The Arts District, centered on Congress Street, is home to the Portland Museum of Art, Portland Stage Company, Maine Historical Society & Museum, Maine College of Art, Children's Museum of Maine, SPACE Gallery, Merrill Auditorium, the Kotzschmar Memorial Organ, and Portland Symphony Orchestra, as well as many smaller art galleries and studios.
Baxter Boulevard around Back Cove, Deering Oaks Park, the Eastern Promenade, Western Promenade, Lincoln Park and Riverton Park are all historical parks within the city. Other parks and natural spaces include Payson Park, Post Office Park, Baxter Woods, Evergreen Cemetery, Western Cemetery and the Fore River Sanctuary.

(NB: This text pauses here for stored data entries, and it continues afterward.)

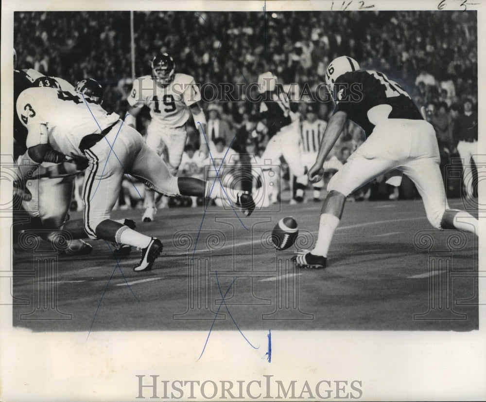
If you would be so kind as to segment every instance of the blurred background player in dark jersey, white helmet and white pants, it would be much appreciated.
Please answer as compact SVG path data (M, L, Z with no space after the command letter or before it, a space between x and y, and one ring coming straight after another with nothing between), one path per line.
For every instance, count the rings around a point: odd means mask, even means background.
M277 202L278 188L270 186L272 183L272 167L280 164L280 157L283 156L289 165L290 180L295 179L295 190L303 190L307 184L307 177L304 173L304 166L301 162L299 148L299 118L298 114L290 110L290 102L285 99L285 94L277 90L277 77L271 72L260 74L258 77L258 88L260 92L260 122L255 128L254 137L268 134L269 141L265 152L261 156L264 161L263 187L267 204ZM266 164L265 161L270 161ZM275 172L273 172L275 173ZM295 201L298 201L294 198Z

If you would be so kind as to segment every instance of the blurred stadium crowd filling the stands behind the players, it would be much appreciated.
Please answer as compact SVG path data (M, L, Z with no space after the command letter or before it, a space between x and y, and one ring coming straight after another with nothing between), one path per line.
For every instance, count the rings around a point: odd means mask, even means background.
M392 77L426 108L443 165L457 156L453 127L464 103L470 99L477 110L472 12L135 12L133 22L135 76L149 74L153 55L166 51L174 57L176 72L192 75L199 84L252 83L259 73L272 71L279 82L298 88L307 84L314 91L325 81L330 60L349 55L362 68ZM14 37L19 68L71 83L92 77L104 86L104 108L125 115L133 78L129 12L18 12ZM255 104L241 100L208 102L206 114L212 109L213 119L226 122L225 146L236 135L232 148L237 153L261 155L265 139L248 140L258 120ZM301 105L296 102L294 110L305 110ZM318 118L327 121L332 103L316 106ZM142 134L147 119L148 113L138 117ZM191 152L199 146L195 129L189 138ZM359 139L351 127L336 145L342 162L355 148L353 141ZM385 198L391 191L377 189Z

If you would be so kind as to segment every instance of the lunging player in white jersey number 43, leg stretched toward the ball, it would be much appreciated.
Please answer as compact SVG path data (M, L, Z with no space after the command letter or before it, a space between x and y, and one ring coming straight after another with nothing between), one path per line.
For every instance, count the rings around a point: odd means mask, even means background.
M137 130L124 124L118 114L107 113L97 99L85 96L83 88L79 92L29 88L18 97L17 113L28 129L26 144L34 162L59 163L66 156L87 158L84 230L92 239L139 247L142 255L135 271L150 270L163 246L157 238L110 219L123 175L137 177L161 194L226 196L245 215L255 208L247 192L223 191L218 181L213 188L211 182L171 175L165 162L144 144Z

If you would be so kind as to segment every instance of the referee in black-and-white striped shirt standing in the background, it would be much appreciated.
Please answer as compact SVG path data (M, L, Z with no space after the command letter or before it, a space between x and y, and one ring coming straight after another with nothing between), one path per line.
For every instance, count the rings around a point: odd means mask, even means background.
M321 142L324 130L327 123L324 120L317 118L317 113L314 106L307 105L305 110L305 119L300 126L300 146L302 150L302 164L306 171L314 164L317 157L317 151L319 150L319 144ZM325 172L335 172L341 168L342 164L339 160L332 155L328 161L324 163ZM307 176L305 176L307 178ZM324 176L321 181L312 184L313 201L321 201L321 190L324 186ZM297 188L295 190L295 199L298 202L304 200L304 189Z

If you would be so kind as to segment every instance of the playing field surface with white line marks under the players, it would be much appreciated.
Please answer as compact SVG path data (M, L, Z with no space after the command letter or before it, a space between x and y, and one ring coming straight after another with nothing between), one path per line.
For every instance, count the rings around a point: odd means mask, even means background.
M464 208L460 200L451 207ZM135 219L139 231L164 243L153 270L132 271L137 250L117 265L106 242L91 241L88 256L57 257L56 280L46 282L54 299L47 302L35 292L41 285L33 267L52 256L17 249L14 326L87 334L206 330L216 318L217 330L235 324L242 330L478 328L477 238L433 230L421 201L351 202L328 268L298 271L291 262L295 247L276 252L269 231L293 216L299 245L311 239L310 247L319 211L320 204L282 203L279 211L255 211L240 222L231 211L209 207L202 222L203 208L171 208L150 223L139 221L141 210L114 211L114 218Z

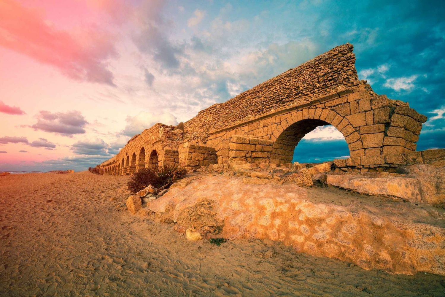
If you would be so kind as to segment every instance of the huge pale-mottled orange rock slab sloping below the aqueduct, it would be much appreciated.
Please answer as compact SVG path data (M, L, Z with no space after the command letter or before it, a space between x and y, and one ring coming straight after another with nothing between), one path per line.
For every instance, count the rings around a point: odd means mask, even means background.
M210 226L227 239L278 240L299 252L364 269L445 275L443 209L356 194L342 197L329 188L291 183L258 187L242 180L203 176L186 189L170 189L148 207L161 220L195 230Z

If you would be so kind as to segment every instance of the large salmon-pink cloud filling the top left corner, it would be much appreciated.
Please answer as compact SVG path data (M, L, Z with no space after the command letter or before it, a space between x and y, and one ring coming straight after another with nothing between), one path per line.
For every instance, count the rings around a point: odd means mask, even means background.
M117 57L114 36L90 26L57 29L41 10L16 0L0 3L0 46L53 65L77 81L113 85L107 60Z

The non-profit organization Portland Trails maintains an extensive network of walking and hiking trails throughout the city and neighboring communities.
Portland hosts many internationally renowned bars, taverns and restaurants. The downtown area, including the Arts District and the Old Port have a high concentration of eating and drinking establishments, with many more to be found throughout the rest of the peninsula, outlying neighborhoods, and neighboring communities.
Local lore holds that Portland ranks among the top U.S. cities in restaurants and bars per capita. According to the Maine Restaurant Association, Portland is currently home to about 230 restaurants. Many of these institutions cater to niche markets in the culinary world, perhaps most notably the harvest of local sea cucumbers that are primarily exported to Asian markets.
Portland has developed a national reputation for the quality of its restaurants and eateries. In 2009, Portland was named the "Foodiest Small Town in America" by Bon Appétit magazine, and was featured in the New York Times as a food destination.
In the spring of 2007, Portland was nominated as one of three finalists for "Delicious Destination of the Year" at the 2007 Food Network Awards.